If they're lucky -- or, more likely, smart and talented -- they get the funding to potentially push their idea over the edge and toward the mainstream.
And it's how the tech world operates now in enclaves outside of Silicon Valley too; the Flashpointers were on the third and final stop in a series of public demo days that took place earlier this month in Atlanta and New York City.
The presenters on Thursday ranged from a Georgia Tech undergrad who started his first company at 14, to hip young entrepreneurs, to serious middle-aged men in slacks and dark blazers. They bragged about who had already invested in their products, gaps in the market and how much teammates had sold previous companies for. They also told how much more money they needed. Most asked for between $500,000 and $1 million. Some companies had recently shifted focus and had been organized for just seven weeks. Others had already generated real revenues.
In addition to CollectorDash, which targets a multibillion market of collectors of trinkets such as action figures; Trimensional, which makes 3D scanning available to consumers via a smartphone app; and SportsCrunch, a social network for athletes to relive glory days and reconnect with former teammates.
But our opinions mattered little compared to those of the attending representatives of venture capital firms such as Split Rock Partners of Menlo Park.
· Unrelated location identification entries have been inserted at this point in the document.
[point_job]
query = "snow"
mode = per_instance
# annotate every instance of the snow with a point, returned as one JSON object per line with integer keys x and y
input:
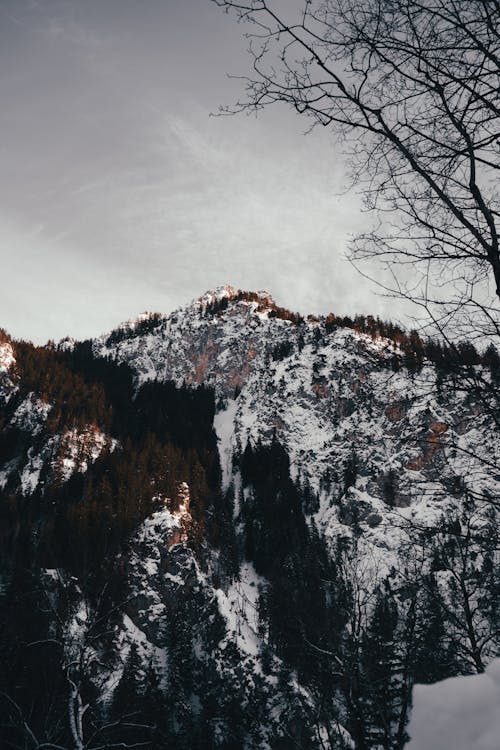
{"x": 224, "y": 428}
{"x": 30, "y": 475}
{"x": 461, "y": 713}
{"x": 7, "y": 358}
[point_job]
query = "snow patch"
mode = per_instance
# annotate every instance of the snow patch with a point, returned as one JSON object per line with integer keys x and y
{"x": 460, "y": 713}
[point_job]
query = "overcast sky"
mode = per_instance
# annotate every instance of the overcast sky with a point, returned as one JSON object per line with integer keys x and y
{"x": 120, "y": 193}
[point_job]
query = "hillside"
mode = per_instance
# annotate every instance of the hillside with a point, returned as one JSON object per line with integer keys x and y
{"x": 235, "y": 527}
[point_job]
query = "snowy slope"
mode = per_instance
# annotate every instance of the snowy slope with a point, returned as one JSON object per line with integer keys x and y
{"x": 330, "y": 397}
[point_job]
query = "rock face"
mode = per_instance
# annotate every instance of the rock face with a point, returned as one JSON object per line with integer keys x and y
{"x": 254, "y": 611}
{"x": 331, "y": 397}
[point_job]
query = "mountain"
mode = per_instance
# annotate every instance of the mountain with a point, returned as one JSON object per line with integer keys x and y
{"x": 236, "y": 527}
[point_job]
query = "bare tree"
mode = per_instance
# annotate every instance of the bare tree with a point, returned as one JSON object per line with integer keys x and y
{"x": 411, "y": 87}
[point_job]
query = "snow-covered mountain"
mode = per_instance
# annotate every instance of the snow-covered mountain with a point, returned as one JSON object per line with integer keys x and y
{"x": 297, "y": 517}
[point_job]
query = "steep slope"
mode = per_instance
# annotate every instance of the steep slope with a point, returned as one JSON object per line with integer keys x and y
{"x": 345, "y": 547}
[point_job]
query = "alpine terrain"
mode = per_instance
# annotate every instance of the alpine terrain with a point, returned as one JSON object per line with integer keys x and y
{"x": 234, "y": 527}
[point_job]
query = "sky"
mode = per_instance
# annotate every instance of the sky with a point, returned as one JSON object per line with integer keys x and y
{"x": 460, "y": 713}
{"x": 120, "y": 193}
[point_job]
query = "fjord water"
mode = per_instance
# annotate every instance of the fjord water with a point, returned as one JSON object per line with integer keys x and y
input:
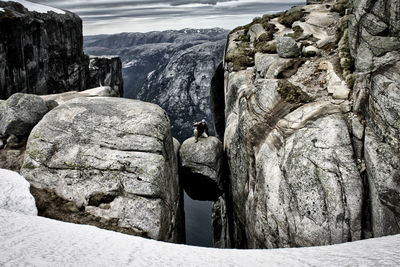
{"x": 198, "y": 222}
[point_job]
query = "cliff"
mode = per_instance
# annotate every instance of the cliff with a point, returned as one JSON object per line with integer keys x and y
{"x": 303, "y": 168}
{"x": 41, "y": 51}
{"x": 171, "y": 68}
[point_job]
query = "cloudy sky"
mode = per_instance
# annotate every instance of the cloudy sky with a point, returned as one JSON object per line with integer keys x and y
{"x": 108, "y": 16}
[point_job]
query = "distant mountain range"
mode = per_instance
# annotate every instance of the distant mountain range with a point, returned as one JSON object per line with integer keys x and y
{"x": 170, "y": 68}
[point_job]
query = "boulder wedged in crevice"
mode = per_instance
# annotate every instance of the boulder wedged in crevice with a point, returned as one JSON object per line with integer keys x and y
{"x": 201, "y": 168}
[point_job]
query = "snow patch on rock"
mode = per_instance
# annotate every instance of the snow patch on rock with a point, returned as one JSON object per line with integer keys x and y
{"x": 14, "y": 193}
{"x": 36, "y": 7}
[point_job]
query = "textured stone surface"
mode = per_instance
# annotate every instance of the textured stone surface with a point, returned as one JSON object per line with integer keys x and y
{"x": 201, "y": 167}
{"x": 256, "y": 31}
{"x": 108, "y": 162}
{"x": 374, "y": 34}
{"x": 94, "y": 92}
{"x": 287, "y": 47}
{"x": 15, "y": 195}
{"x": 20, "y": 113}
{"x": 40, "y": 241}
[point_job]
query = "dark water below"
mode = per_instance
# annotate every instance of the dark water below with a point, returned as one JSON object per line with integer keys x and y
{"x": 198, "y": 222}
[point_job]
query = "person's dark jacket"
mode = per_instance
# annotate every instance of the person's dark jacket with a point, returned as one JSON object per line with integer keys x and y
{"x": 201, "y": 127}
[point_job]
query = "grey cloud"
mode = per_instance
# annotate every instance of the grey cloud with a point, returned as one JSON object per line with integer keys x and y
{"x": 105, "y": 16}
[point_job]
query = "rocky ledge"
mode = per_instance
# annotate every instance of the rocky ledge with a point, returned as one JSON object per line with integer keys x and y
{"x": 108, "y": 162}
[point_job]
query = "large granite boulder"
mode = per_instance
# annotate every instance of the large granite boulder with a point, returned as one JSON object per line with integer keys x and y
{"x": 109, "y": 162}
{"x": 287, "y": 47}
{"x": 20, "y": 113}
{"x": 374, "y": 32}
{"x": 14, "y": 193}
{"x": 201, "y": 167}
{"x": 293, "y": 177}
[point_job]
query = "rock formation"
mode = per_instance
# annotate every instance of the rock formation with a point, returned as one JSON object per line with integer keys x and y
{"x": 294, "y": 179}
{"x": 109, "y": 162}
{"x": 201, "y": 167}
{"x": 20, "y": 113}
{"x": 106, "y": 71}
{"x": 171, "y": 68}
{"x": 41, "y": 51}
{"x": 374, "y": 34}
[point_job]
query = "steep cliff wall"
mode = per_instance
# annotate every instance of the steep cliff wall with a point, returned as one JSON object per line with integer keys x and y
{"x": 302, "y": 171}
{"x": 170, "y": 68}
{"x": 312, "y": 159}
{"x": 375, "y": 45}
{"x": 41, "y": 50}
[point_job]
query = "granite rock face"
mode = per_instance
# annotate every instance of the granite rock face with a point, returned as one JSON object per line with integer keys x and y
{"x": 41, "y": 52}
{"x": 106, "y": 71}
{"x": 109, "y": 162}
{"x": 201, "y": 167}
{"x": 287, "y": 47}
{"x": 293, "y": 177}
{"x": 20, "y": 113}
{"x": 172, "y": 69}
{"x": 374, "y": 33}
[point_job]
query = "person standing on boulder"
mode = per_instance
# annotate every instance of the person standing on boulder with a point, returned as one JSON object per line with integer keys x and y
{"x": 200, "y": 130}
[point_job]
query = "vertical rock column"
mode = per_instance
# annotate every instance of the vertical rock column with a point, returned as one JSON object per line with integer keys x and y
{"x": 374, "y": 33}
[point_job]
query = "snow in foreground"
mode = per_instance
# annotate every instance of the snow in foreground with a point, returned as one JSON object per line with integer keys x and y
{"x": 29, "y": 240}
{"x": 32, "y": 240}
{"x": 36, "y": 7}
{"x": 15, "y": 194}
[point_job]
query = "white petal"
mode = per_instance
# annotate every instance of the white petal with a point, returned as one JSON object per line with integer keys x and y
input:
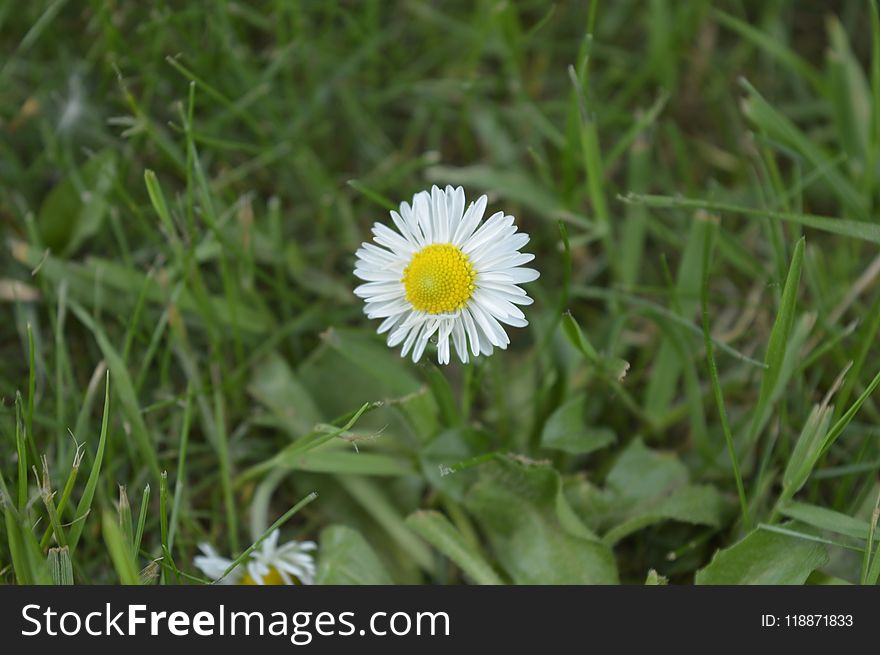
{"x": 469, "y": 222}
{"x": 439, "y": 215}
{"x": 422, "y": 211}
{"x": 459, "y": 339}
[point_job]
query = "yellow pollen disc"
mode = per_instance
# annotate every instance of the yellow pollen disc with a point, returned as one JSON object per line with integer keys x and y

Split Rock's Leo de Luna was at the pitch session to begin scouting out early-stage businesses for potential future Series A investments by his firm.
"At this stage, where they're at in seed, it's about market potential because that's a good way to kind of filter things out," de Luna said in an interview following the presentations. "Then just to see the entrepreneurs themselves, see their maturity, their ability to communicate and sell the idea and maybe glean some things about how well they know their market and their product. The best ones were the ones that could show a live demo and could say, 'We've got a product, we've got customers.'"
For Adam Ghetti, the demonstration of Social Fortress apparently worked well. Between chatting and networking with investors and other attendees after the show, he was asked how he thought Thursday's event went.
"I left my Friday wide open," he told Mashable, "and it's now full. So I think today went great."